Beginning at midnight, secret teletype messages from Gestapo headquarters in Berlin went out to military and police units across the country, ordering organized anti-Jewish demonstrations in cities, towns, and villages throughout Germany, encouraging the destruction of synagogues and other Jewish properties, and authorizing the mass arrest and detention of Jews.
In Berlin the next day, angry crowds filled the streets, chanting, “Down with the Jews!” Nazi gangs—many of them SA brownshirts in uniform or Nazis in civilian clothes—armed with guns, knives, crowbars, and bricks, assaulted Jewish men at random, made widespread arrests, and plundered and set fire to synagogues and Jewish homes and businesses.

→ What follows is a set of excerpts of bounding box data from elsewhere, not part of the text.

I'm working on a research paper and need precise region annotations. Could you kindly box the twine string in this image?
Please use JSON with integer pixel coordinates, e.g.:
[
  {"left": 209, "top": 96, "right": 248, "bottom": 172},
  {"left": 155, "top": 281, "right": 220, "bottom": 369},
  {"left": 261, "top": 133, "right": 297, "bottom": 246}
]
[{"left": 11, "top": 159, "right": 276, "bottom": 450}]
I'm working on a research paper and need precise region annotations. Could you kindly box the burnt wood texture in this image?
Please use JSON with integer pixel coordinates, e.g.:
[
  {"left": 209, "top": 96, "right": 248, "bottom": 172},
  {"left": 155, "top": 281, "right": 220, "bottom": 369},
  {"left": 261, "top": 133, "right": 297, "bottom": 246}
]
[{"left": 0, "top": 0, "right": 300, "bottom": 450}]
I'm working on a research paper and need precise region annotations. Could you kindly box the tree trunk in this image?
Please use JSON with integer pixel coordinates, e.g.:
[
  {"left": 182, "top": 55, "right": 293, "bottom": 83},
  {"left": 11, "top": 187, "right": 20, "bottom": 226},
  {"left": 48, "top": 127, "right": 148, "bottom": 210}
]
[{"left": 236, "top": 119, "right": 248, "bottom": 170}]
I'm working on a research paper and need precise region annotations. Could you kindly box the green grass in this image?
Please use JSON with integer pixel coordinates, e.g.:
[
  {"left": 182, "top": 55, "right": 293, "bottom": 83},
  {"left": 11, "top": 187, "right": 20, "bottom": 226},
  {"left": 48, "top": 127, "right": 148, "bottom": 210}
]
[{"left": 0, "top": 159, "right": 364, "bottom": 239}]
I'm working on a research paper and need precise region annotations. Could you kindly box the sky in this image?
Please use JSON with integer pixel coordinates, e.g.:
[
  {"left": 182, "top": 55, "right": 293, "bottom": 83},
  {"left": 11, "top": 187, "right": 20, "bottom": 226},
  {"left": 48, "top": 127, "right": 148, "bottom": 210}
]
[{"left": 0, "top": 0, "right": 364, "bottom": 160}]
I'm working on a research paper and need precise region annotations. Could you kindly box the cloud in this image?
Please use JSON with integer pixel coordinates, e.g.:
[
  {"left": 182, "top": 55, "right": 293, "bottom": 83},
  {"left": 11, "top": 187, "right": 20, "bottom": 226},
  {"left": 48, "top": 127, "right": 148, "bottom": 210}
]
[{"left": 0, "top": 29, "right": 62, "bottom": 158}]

Firemen stood by and watched as the buildings burned.
Early the next morning, a group of uniformed Nazis burst through the doors of the Auerbach Orphanage, taking the staff members, all of them Jewish, into custody. They went into the dormitories on the ground floor of the U-shaped building—one wing for the boys and the other for the girls—and rounded up the children, herding them all upstairs to the synagogue. The coverings on the bimah—a raised platform from which the Torah is read—had been ripped away. The holy ark where the Torah scrolls were kept had been torn off the wall, and other symbols were destroyed.
The terrified boys and girls filled the pews and lined up along the walls, waiting to see what horrible things the Nazis had in store for them. But the Nazis simply left the synagogue without saying a word, leaving the frightened children to exchange confused looks.
A few moments later, Stephan heard the jangle of keys and the sound of the door being locked from the outside. Then he smelled the gas. The eternal light (ner tamid), located in front of the ark and symbolizing God’s enduring presence, had been smashed; the gas line that fed the flame had been cut. A steady stream of gas was flowing through the broken pipe and into the synagogue filled with children. If they did not escape from the confined space—and quickly—they would all die.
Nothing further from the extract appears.